ABSTRACT |To what extent does policy change reflect changes in mass preferences in U.S. states? Current approaches fail to quantify dynamic responsiveness because they fail to compare preferences and policies on meaningful scales or lack repeated measures on opinion and policy. In this note, we overcome this issue by estimating Americans’ preferences on the minimum wage and compare them to observed policies in each state from 2013 to 2019. As we measure both preferences and policies on the same scale, we can quantify the association between changes in policy outcomes and preferences within states. Moreover, we can also use the resulting data to track policy bias. We demonstrate that while minimum wages laws respond to corresponding changes in preferences such dynamic responsiveness does little to reduce policy bias. While the fixed-effect regressions indicate that the average relationship between preference change and policy change was close to 1, policy bias remained relatively stable, ranging from $1.75 to $2.2.5.

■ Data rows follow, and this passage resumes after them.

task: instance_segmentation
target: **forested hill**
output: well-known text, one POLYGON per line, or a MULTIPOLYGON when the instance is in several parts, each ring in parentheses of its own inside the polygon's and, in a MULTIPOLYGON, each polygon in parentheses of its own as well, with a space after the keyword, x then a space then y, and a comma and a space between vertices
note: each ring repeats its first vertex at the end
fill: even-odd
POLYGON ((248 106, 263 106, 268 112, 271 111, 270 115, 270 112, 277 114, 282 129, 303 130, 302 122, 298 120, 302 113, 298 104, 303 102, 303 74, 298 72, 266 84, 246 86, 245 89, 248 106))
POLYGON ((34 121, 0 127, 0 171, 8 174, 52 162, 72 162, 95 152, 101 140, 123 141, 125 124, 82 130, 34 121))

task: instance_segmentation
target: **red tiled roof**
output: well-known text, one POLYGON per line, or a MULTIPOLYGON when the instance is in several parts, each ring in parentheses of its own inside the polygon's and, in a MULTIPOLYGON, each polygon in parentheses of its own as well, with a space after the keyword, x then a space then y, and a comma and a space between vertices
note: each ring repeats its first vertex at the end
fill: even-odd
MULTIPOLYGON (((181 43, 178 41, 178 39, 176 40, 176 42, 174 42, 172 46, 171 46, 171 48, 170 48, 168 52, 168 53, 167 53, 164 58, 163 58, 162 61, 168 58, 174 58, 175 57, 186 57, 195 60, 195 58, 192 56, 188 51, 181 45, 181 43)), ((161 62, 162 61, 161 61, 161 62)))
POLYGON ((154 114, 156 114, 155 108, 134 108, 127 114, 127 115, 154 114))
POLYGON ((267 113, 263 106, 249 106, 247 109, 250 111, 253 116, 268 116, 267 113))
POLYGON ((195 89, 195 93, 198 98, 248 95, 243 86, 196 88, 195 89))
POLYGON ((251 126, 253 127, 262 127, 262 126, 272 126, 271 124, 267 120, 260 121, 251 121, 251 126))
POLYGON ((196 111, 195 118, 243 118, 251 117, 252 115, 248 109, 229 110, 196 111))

BIO | Gábor Simonovits is Assistant Professor at the Political Science Department at Central European University. He received his PhD in Politics from New York University in 2018 and he is an alumnus of CEU where he obtained a MA degree in Economics in 2011. His research focuses on both substantive and methodological issues pertaining to the study of public opinion including the study of attitudes towards public policies in the U.S. and inter-group prejudice in Hungary. He has also done work in the field of quantitative methods with a focus on how researcher incentives can lead to the underrepresentation of null findings in published experimental studies. His work has been published or are forthcoming in leading journals including Science, the American Political Science Review, the American Journal of Political Science and the Journal of Politics. At CEU, Gabor teaches courses on research methods and political behaviour.